A Leap Forward in Microfluidics: The Advent of Color-Switching Hydrogel Pressure Sensors

In the world of microfluidics, where controlling and monitoring the flow of liquids through channels no thicker than a human hair is critical, the development of an microfluidic pressure sensor marks an important advancement. This sensor, born from the collaborative effort of international research team employs color-switching hydrogels to provide a solution to the challenges of microfluidic pressure measurement.

“Here, we demonstrate a fully integrated multiplexed optofluidic pressure sensor, entirely decoupled from the flow path, that enables local pressure measurements along any microfluidic channel without altering its flow geometry.“, the authors explained.

Microfluidic devices have increasingly become the backbone of various applications, from biomedical research and diagnostics to chemical analysis and environmental monitoring. However, one persistent challenge has been the accurate measurement of fluid pressure within these devices without interfering with the fluid’s path or altering the channel’s geometry. Traditional methods often fall short in terms of resolution, non-invasiveness, and ease of use.

A Colorful Solution

Enter the color-switching hydrogel integrated as a pressure sensor. This approach utilizes a soft, mechano-actuated hydrogel that changes color in response to pressure variations. The sensor is designed to sit adjacent to the microfluidic chip, separated by a thin membrane that transmits pressure changes without direct contact with the fluid. This setup ensures the device’s versatility across various fluids and applications, overcoming the limitations of direct fluid interaction and potential alterations to flow geometry.

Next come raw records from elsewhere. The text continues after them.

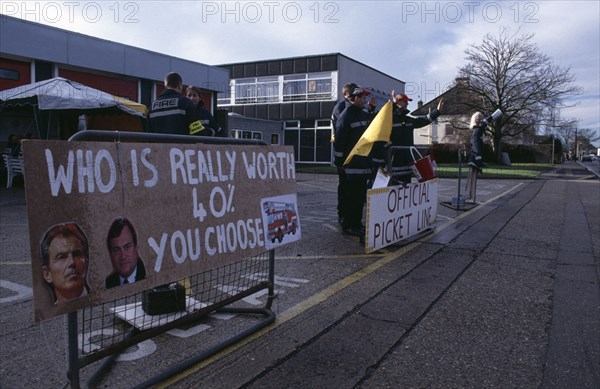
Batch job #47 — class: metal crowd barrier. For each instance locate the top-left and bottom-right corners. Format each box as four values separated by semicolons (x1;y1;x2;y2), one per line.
62;130;275;388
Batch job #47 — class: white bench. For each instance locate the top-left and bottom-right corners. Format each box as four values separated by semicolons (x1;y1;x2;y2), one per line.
2;154;23;188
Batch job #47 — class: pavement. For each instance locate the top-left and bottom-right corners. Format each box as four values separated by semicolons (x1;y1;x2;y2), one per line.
0;161;600;389
169;162;600;388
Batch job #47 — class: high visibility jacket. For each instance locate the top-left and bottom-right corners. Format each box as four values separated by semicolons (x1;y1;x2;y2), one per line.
373;107;440;174
148;89;205;135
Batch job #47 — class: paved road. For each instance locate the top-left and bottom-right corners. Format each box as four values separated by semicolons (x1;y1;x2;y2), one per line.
168;163;600;388
0;159;600;388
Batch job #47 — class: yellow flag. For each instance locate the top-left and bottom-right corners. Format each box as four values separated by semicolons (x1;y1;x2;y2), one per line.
344;101;392;165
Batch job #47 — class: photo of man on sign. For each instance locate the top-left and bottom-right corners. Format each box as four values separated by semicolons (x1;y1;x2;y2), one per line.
105;217;146;289
40;223;90;304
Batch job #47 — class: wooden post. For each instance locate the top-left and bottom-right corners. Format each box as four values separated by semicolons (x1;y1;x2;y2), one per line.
466;167;479;202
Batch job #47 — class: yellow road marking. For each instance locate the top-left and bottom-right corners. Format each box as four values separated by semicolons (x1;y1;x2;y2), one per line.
155;183;523;388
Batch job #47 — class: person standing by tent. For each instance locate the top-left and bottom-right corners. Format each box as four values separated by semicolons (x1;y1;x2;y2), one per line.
185;85;225;137
148;72;210;136
386;91;444;183
333;87;373;236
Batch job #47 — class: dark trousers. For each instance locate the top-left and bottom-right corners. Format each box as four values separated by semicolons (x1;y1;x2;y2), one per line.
338;167;348;220
341;177;368;228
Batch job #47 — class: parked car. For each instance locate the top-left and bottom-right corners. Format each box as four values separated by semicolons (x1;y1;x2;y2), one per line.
581;154;600;162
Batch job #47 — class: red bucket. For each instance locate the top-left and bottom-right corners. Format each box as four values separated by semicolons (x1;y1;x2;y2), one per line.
410;147;435;182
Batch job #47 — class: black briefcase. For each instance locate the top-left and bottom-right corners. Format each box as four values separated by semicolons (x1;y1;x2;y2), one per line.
142;282;186;315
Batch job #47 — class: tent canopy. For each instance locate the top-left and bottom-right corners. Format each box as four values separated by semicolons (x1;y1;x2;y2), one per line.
0;77;148;118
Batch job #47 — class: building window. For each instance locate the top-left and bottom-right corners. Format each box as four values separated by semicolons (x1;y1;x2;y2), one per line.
283;120;300;128
256;77;279;103
217;72;335;105
283;72;333;102
231;130;262;140
0;69;19;81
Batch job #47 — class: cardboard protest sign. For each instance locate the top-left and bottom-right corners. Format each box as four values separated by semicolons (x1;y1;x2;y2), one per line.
23;141;301;321
365;179;438;253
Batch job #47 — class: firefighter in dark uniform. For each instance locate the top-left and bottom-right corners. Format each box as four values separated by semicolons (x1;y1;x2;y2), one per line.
333;87;373;236
331;82;375;224
185;85;227;138
148;73;212;136
384;91;444;183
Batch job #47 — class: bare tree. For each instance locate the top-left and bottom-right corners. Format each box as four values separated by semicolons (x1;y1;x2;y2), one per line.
459;28;583;161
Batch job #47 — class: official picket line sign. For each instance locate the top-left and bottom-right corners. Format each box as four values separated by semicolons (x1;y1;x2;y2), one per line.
365;178;438;253
23;140;301;321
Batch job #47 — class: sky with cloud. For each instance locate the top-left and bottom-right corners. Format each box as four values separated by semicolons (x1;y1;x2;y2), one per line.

“General design of the pressure-sensing unit Schematic of the cross-sectional view (a) and the top view (b) of the assembled sensor (not scaled). The dotted line indicates the position of the cross-sectional view. Color-changing hydrogel (c) Color-response of a sample of a free-standing soft photonic gel of 1 cm diameter under uniform applied pressure between a glass slide and a substrate (see Supplementary Fig. S1). The left row indicates the visual response of the gel with RGB color images and the right row with hue value intensity images. (d) Maximum reflected wavelength measured using a spectrometer as a function of applied pressure. The line is a liner adjustment, R2=0.98. Inset: hue value as a function of the reflected wavelength. The line is a guide for the eye. Calibration of the sensing unit. (e) Top view of a sensor (diameter 4 mm, gel layer thickness 140μμm, PDMS membrane thickness 100 μμm) connected to a pressure controller to increase applied static pressure (from 0 to 100 mbar).” Reproduced from Ducloué, L., Haque, M.A., Goral, M. et al. Color-switching hydrogels as integrated microfluidic pressure sensors. Sci Rep 14, 6333 (2024). https://doi.org/10.1038/s41598-024-56140-z. under a CC BY 4.0 DEED Attribution 4.0 International license.

Calibration and Sensitivity

A critical aspect of this sensor’s development involved calibrating its pressure-sensing capabilities. The researchers demonstrated that the microfluidic device could detect pressure changes as small as 20 mbar with a resolution of around 10 mbar. This sensitivity is achieved through the mechanical properties of the hydrogel and the sensor’s design, allowing for fine-tuning to adapt to different measurement ranges and applications.

    • Sensor Calibration and Sensitivity: The calibration process revealed the sensor’s ability to detect incremental pressure changes, showcasing its sensitivity. It operates within a pressure range from 20mbar to 140mbar, depending on the mechanical configuration of the sensing unit.
    • Multiplexed Integration and Flow Measurement Capabilities: When integrated into a microfluidic channel, the sensor enabled multiplexed pressure measurements, illustrating its adaptability. The experiments demonstrated a linear pressure profile across the channel under steady flow conditions, confirming the sensor’s efficacy in capturing dynamic flow changes.
    • Spatial Pressure Mapping: One of the sensor’s standout features is its ability to produce two-dimensional pressure maps, offering unprecedented spatial resolution in microfluidic analysis. This capability could revolutionize the understanding of fluid dynamics in complex channel networks or varying cross-sectional geometries.
    • Dynamic Response and Versatility: The sensor’s dynamic response to changing pressures was thoroughly evaluated, indicating its potential for real-time monitoring of transient or turbulent flows in microfluidic systems.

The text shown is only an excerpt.